Dans les années 2000 le jeu vidéo change, certains genres et certaines licences ne résistent pas à l’évolution des attentes du public. La belle 2D et le rythme arcade et palpitant du run and gun ne plaisent plus à un public qui veut de la belle aventure en 3D. Si la saga totémique Metal Slug a perdu de sa superbe à l’époque, elle est toujours présente. Mais peu de concurrents existent, la saga Contra est moribonde et le petit nouveau CT Special Forces et d’autres essais sont restés dans l’ombre.
En 2002, Alien Hominid n’est qu’un petit jeu Flash sur internet, mais il remporte son petit succès. Le jeu est alors étoffé pour une sortie en 2005 sur tous les supports ou presque, même la Gizmondo (la quoi?). Le studio the Behemoth devient alors un des pionniers de la scène indépendante, dont il sera l’un des plus ardents défenseurs du milieu à une époque où les grandes compagnies contrôlent encore tout.
Pour ce premier jeu, ils revisitent donc le charme simple de ces jeux d’action en 2D. Notre machine à tuer en question est un extra-terrestre convoité par différents gouvernements bien curieux de la lui faire à la Roswell. Mais il n’est pas d’accord. Chaque tir compte, du côté ennemi ou joueur. De très nombreux boss sont présents, avec différentes phases plus originales, telles celle dans un trafic routier ou en soucoupe volante. L’action est soutenue.
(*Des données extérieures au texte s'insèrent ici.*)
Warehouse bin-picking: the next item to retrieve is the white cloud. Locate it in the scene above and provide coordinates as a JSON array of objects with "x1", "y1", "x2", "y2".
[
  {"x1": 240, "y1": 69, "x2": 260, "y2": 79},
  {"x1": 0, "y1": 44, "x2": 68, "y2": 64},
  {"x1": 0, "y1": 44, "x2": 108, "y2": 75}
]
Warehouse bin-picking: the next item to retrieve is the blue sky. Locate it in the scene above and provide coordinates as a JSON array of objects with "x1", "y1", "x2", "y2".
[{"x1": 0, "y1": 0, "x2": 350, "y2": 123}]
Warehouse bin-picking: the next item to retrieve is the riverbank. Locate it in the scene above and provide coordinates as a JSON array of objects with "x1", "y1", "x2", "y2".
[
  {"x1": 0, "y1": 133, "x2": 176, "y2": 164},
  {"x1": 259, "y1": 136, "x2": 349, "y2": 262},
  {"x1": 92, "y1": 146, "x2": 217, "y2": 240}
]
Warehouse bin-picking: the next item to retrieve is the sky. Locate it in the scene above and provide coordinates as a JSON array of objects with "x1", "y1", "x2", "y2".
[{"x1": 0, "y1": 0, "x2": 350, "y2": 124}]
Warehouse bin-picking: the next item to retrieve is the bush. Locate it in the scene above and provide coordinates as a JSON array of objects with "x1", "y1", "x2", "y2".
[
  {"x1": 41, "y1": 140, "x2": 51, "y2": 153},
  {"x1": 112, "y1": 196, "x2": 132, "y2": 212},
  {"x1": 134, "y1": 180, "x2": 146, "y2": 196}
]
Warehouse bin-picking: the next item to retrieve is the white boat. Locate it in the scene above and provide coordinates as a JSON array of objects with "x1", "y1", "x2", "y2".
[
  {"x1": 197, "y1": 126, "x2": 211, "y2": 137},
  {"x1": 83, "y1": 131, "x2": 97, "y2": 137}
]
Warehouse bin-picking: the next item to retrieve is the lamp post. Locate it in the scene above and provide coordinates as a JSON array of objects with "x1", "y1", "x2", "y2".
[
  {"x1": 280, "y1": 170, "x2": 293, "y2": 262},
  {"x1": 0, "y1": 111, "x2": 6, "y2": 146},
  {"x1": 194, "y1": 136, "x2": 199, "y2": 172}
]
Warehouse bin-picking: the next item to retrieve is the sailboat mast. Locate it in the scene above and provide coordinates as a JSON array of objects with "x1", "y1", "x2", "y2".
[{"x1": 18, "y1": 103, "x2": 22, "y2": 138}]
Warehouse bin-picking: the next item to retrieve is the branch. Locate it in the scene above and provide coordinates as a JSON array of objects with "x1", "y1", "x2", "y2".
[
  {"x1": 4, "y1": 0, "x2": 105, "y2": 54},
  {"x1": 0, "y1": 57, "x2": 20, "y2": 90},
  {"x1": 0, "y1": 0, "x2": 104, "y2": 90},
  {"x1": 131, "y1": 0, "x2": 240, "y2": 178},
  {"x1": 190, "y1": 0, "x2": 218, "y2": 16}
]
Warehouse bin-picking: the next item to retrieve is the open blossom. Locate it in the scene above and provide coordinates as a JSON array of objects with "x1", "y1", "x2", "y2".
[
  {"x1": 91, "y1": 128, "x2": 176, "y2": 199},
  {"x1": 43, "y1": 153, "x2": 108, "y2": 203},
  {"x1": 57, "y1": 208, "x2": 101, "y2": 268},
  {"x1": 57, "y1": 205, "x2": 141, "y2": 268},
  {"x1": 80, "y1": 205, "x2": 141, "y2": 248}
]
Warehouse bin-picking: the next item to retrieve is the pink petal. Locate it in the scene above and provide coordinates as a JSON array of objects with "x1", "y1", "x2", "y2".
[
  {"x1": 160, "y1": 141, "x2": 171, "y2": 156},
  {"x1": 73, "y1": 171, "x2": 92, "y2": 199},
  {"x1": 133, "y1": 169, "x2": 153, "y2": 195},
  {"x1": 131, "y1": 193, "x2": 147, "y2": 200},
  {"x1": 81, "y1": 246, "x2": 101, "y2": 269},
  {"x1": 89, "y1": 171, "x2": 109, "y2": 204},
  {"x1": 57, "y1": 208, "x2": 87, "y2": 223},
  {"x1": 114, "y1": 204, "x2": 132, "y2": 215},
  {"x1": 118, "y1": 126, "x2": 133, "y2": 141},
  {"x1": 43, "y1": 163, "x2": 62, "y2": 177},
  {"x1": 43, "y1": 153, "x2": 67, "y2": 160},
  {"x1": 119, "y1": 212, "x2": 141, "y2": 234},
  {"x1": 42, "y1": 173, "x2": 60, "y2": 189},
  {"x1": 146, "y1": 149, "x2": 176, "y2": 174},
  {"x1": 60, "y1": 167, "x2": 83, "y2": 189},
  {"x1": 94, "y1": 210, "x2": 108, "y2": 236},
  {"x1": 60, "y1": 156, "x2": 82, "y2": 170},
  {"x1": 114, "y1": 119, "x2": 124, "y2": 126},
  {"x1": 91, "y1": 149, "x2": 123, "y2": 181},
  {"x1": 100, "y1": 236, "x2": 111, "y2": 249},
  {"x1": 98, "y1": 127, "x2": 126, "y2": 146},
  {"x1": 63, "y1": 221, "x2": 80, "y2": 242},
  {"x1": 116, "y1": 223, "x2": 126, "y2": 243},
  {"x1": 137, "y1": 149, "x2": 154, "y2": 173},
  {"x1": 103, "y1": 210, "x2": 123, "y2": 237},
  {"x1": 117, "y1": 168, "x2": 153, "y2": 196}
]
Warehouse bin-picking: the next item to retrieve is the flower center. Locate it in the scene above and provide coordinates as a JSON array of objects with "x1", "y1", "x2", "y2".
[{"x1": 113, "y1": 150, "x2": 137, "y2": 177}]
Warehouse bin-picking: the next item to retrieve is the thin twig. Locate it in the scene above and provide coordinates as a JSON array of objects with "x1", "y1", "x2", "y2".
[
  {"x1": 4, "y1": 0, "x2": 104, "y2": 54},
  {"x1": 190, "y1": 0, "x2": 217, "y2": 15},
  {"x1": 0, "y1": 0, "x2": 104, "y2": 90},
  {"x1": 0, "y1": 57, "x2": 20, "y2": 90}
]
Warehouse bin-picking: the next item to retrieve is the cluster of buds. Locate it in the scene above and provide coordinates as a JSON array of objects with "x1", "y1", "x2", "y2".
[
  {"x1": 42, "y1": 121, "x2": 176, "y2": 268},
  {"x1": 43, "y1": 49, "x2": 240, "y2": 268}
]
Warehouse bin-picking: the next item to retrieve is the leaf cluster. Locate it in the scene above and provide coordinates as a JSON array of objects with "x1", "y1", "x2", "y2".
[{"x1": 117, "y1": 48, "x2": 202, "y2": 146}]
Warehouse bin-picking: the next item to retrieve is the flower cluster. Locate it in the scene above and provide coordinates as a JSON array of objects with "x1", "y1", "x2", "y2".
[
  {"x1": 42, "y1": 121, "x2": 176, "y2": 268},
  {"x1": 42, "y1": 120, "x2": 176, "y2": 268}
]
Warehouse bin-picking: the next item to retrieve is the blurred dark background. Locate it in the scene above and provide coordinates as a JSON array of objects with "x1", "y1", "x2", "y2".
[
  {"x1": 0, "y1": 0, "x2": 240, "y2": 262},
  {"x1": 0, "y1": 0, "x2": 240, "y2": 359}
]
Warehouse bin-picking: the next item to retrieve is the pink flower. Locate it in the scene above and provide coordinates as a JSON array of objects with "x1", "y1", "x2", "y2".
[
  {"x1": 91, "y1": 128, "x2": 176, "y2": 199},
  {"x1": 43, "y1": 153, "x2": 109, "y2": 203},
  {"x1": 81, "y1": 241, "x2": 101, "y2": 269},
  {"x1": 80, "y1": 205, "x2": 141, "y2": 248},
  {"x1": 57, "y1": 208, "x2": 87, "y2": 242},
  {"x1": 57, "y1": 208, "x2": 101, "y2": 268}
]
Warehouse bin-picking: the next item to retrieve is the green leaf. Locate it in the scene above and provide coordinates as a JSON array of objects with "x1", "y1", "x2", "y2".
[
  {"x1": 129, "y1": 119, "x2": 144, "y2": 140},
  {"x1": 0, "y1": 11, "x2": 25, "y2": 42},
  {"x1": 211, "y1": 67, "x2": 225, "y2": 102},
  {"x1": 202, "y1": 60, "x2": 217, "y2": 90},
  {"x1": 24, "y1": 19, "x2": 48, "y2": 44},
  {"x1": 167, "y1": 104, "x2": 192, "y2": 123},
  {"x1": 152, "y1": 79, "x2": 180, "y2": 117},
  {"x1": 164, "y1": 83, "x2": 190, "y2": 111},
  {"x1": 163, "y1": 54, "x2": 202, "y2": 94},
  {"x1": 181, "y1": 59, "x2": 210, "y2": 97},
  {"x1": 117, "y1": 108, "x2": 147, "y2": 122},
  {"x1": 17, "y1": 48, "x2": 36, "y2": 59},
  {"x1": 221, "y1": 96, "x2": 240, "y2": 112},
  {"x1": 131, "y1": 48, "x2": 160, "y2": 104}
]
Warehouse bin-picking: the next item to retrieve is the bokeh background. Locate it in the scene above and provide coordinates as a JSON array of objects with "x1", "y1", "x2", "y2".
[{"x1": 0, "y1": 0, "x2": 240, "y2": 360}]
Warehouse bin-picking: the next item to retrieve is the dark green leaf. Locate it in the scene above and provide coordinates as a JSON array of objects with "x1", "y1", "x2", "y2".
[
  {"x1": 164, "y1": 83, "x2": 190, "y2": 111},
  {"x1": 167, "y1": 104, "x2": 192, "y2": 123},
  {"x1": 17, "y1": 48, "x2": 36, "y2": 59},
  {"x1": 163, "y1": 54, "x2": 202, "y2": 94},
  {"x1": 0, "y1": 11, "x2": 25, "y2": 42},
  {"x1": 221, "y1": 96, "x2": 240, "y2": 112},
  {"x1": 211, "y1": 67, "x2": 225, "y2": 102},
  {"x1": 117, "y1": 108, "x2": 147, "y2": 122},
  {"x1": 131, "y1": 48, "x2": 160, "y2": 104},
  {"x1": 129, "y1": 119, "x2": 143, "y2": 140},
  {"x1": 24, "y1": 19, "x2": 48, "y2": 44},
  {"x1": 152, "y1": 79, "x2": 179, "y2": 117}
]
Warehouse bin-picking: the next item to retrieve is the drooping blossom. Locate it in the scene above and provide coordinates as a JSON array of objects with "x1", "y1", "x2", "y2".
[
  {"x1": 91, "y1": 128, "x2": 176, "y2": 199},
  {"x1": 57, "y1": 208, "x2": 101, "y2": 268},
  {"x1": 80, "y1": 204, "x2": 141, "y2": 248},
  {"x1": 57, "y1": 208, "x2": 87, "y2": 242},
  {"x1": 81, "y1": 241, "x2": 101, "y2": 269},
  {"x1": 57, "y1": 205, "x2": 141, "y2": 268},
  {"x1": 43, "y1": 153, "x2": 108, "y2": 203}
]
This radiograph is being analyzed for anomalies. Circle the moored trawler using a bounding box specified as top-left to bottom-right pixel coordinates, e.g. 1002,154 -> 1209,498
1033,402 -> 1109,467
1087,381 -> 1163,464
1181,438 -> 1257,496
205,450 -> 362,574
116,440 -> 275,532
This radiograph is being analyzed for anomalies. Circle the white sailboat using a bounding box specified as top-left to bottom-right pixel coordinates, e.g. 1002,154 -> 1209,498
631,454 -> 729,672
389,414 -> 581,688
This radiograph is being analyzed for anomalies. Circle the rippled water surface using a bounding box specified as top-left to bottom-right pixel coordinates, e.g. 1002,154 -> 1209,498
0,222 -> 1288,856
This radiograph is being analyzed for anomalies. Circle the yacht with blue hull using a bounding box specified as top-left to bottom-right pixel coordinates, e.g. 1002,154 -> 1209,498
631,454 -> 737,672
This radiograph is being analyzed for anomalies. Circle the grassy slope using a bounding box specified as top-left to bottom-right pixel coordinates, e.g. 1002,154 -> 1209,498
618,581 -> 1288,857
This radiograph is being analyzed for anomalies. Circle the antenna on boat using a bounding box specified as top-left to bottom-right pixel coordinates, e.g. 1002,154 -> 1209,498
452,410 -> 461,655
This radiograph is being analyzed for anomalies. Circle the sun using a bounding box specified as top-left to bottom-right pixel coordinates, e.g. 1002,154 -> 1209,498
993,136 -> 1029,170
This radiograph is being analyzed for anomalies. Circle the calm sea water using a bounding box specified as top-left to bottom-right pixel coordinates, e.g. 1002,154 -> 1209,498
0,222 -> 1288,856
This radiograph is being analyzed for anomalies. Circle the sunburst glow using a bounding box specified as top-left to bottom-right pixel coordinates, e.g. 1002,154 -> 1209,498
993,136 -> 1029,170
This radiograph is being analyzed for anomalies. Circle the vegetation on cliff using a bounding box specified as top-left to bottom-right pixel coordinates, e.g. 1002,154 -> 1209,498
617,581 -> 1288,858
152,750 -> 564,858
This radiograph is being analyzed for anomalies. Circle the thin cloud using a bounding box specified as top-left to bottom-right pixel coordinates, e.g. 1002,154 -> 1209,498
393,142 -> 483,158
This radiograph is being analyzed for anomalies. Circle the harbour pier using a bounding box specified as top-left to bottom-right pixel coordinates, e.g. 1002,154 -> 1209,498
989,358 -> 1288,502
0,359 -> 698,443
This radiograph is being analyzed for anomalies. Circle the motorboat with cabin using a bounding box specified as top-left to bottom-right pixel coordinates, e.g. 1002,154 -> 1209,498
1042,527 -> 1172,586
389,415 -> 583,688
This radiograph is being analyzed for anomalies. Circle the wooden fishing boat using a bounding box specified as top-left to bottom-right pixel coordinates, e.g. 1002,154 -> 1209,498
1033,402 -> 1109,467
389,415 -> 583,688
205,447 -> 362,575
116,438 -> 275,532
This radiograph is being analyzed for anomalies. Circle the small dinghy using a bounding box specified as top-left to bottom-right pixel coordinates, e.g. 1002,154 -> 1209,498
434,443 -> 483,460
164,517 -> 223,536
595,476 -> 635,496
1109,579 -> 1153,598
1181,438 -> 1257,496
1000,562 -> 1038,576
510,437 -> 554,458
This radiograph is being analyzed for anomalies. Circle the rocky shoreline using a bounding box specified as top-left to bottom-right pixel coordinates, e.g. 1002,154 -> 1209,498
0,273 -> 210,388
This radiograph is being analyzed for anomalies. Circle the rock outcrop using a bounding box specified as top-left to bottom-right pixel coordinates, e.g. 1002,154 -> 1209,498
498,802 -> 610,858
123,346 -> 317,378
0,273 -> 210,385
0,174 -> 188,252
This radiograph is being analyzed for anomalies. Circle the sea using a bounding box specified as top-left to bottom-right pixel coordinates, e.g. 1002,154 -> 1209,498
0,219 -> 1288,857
Le jeu ne manque pas d’idées. Et le rythme du jeu est frénétique, dans un certain élan de jeunes développeurs un peu sur-excités. Car c’est bien là que le blaster blesse. Non seulement Alien Hominid manque cruellement de précision, mais les tirs ennemis sont nombreux et trop souvent mal visibles. Ils ne se distinguent que mal du décor, quand en plus certains ne sont pas cachés par certains éléments. Un bon jeu d’arcade doit être lisible, pour pouvoir réagir au plus vite. Ici, ses imprécisions agacent terriblement, certaines morts seront injustes.
Comme pour compenser les nombreuses frustrations, le jeu propose un grand nombre de vies, presque indécent. Cela ne suffit pas toujours à passer un niveau, la difficulté est relevée. Mais cela donne une impression un peu lasse d’enchaîner les morts jusqu’à ce qu’enfin « ça passe ». Sans la savoureuse satisfaction d’avoir réussi à la force de l’expérience et de l’instinct.
Visuellement chargé, Alien Hominid propose un style flash typique de l’époque et surtout des moins bien inspirées productions sur internet. Quelques petits détails permettent de passer la pilule visuelle, comme certaines bouilles et animations, mais le tout a assez mal vieilli, en plus de desservir le jeu. Tous les éléments ne ressortent pas bien, c’est parfois pénible de « lire » l’action.
Quel dommage. L’idée était louable. Mais Alien Hominid est peu agréable à l’oeil, et trop injustement punitif pour apprécier d’être joué. Il a de l’idée, mais apparaît comme une œuvre de jeunesse, avec une certaine énergie mal canalisée et un manque de recul sur le gameplay. Le studio se rattrapera par la suite, parait-il.